The beauty of football is its unpredictability, and this manifests itself perhaps in its truest form in knockout competitions when just 90 minutes can make all the difference between agony and ecstasy, no matter how big or small the club or team.
Al-Jabalain, a small club from the northwestern Saudi city of Ha’il, are the latest minnows hoping to secure a major upset on Monday when they face reigning champions Al-Hilal in the last-32 stage of the King Cup.
While Al-Hilal claimed the trophy last season – their 10th triumph in the King Cup, with only Al-Ahli (13) winning more titles – Al-Jabalain have a much more modest history. Nicknamed Al-Bunni (The Brown), after the color of their kit, Al-Jabalain have only played in three previous seasons in the Saudi Pro League, with the last of those coming 38 years ago.
However, Al-Jabailan, coached by Frenchman Denis Lavagne, have enjoyed an impressive start to the Saudi First Division season and currently sit in fifth place on the table, hoping to earn their maiden promotion to the elite league in four decades.
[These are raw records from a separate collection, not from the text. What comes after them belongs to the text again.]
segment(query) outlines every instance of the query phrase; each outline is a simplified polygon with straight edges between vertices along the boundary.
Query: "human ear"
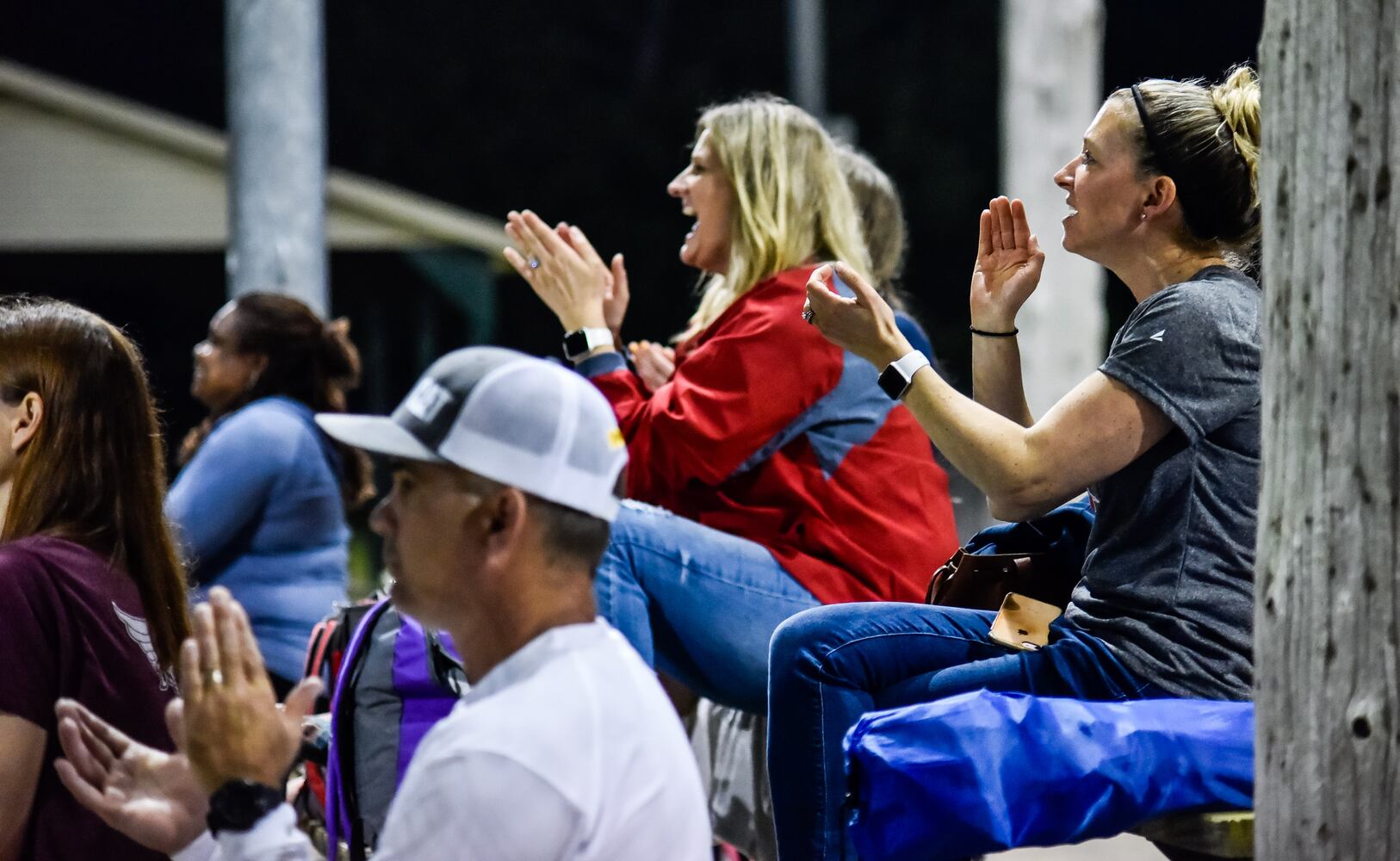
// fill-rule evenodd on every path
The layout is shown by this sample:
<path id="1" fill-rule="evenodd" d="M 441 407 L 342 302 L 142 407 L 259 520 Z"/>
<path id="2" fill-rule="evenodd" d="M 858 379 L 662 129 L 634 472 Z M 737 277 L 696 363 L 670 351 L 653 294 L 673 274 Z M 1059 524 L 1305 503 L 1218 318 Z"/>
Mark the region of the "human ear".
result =
<path id="1" fill-rule="evenodd" d="M 10 447 L 14 454 L 20 454 L 29 440 L 39 433 L 43 423 L 43 398 L 38 392 L 27 392 L 20 407 L 15 410 L 14 428 L 10 433 Z"/>
<path id="2" fill-rule="evenodd" d="M 1176 182 L 1170 176 L 1154 176 L 1147 183 L 1142 200 L 1142 220 L 1156 218 L 1176 203 Z"/>
<path id="3" fill-rule="evenodd" d="M 487 518 L 487 553 L 514 552 L 525 532 L 528 507 L 525 493 L 518 487 L 503 487 L 482 504 Z"/>

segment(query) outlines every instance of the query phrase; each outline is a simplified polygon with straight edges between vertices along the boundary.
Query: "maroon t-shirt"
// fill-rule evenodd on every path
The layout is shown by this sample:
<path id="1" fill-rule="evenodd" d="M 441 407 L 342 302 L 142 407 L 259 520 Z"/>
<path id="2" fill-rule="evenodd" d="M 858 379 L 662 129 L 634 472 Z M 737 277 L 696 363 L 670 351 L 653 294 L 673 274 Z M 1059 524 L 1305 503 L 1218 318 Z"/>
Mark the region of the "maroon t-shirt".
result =
<path id="1" fill-rule="evenodd" d="M 118 834 L 59 781 L 53 703 L 71 697 L 136 741 L 169 750 L 165 703 L 136 584 L 87 547 L 32 536 L 0 545 L 0 711 L 48 732 L 21 858 L 164 858 Z"/>

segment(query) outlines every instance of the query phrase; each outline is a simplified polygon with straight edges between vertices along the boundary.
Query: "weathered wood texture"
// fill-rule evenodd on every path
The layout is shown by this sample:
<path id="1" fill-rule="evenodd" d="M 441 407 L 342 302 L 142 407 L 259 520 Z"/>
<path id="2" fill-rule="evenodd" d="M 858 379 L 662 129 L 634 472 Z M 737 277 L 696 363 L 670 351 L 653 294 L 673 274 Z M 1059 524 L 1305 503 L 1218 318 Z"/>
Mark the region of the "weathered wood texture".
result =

Dutch winger Mohamed Rayhi has been a key figure in Al-Jabalain’s recent pursuit for glory, scoring in each of his first three games for the club after moving from UAE side Al-Dhafra earlier this summer and proving to be an influential signing so far this season.
Rayhi is on his second stint in Saudi Arabia, having previously played for Al-Batin, with whom he faced Al-Hilal four times and never lost. The Al-Jabalain No. 7 is hoping it may be a lucky omen ahead of Monday’s King Cup clash.
“Al-Batin was a smaller club and I think this shows that everything is possible in football,” Rayhi told Al Arabiya English ahead of the clash against Al-Hilal.
“We have started well in the league and I think here, in Saudi Arabia, the fans always think they have a chance. We are aware that it will indeed be difficult, but as players, we must also believe that we can win.”
Rayhi had honed his skills at the football academy in PSV, one of the Netherlands’ most iconic clubs, and played alongside some individuals who have made it to the top of European football.
These names include Atletico Madrid winger Memphis Depay, ex-Liverpool and PSG midfielder Georginio Wijnaldum, who now plays for Al-Ettifaq in Saudi Arabia, as well as Ajax captain Steven Bergwijn.
Against Al-Hilal, Rayhi may once again be surrounded by high-quality players such as Kalidou Koulibaly, Ruben Neves, Aleksandar Mitrovic and, of course, Neymar, who have all arrived in Riyadh in recent months.
With Al-Hilal in the middle of a busy schedule, some players could be rested for the King Cup, though Rayhi is hoping that the stars will feature against Al-Jabalain.
“It’s a very big game for us and now it is a little bit more special because you have more big names than before,” Rayhi said. “I want these players to be on the pitch.”
He further said: “For guys like us, it is very nice to be able to test ourselves against world-class players like Neymar, but we know there are others with, too, like Ruben Neves and Sergej Milinković-Savić who have helped their team improve.”
Fellow PSV academy graduate Wijnaldum is among a smattering of Dutchmen to have joined Rayhi in Saudi Arabia and the Al-Jabalain attacker says he is in regular touch with those players, discussing what life is like playing in the Kingdom. Rayhi said he is yet to convince former teammate Depay to swap La Liga with the Saudi Pro League, though he is still hopeful.
“I had played a lot with Memphis as we were in the youth team together and one could see how much talent he had. He will surely have a successful career. It’s not only about quality; he has a good temperament, too,” Rayhi said.
“Will he come to Saudi Arabia? Why not? In the beginning, everybody said players like him wouldn’t come, but look now how many are here. If Memphis has the right offer, I’m sure he will come.”
For now, Rayhi is preparing for the prospect of facing Neymar and with Al-Hilal’s star power a major draw, he is expecting a full house at Al-Jabalain’s 12,250-capacity Prince Abdul Aziz bin Musa’ed Stadium on Monday night.
“Whenever any smaller club plays against Al-Hilal, you know that the fans will turn up in big numbers to see the stars,” Rayhi said, adding that he was sure the stadium would be full to the rafters.
“That will give us an extra bit of motivation. Fans are a big reason why I have enjoyed playing in Saudi Arabia. For the supporters, football is everything and they create a good atmosphere. Everybody follows football here in a way that I hadn’t seen in the Netherlands,” he further explained.
“Here, football is life and that gives you a good feeling to fight for your club,” Rayhi concluded.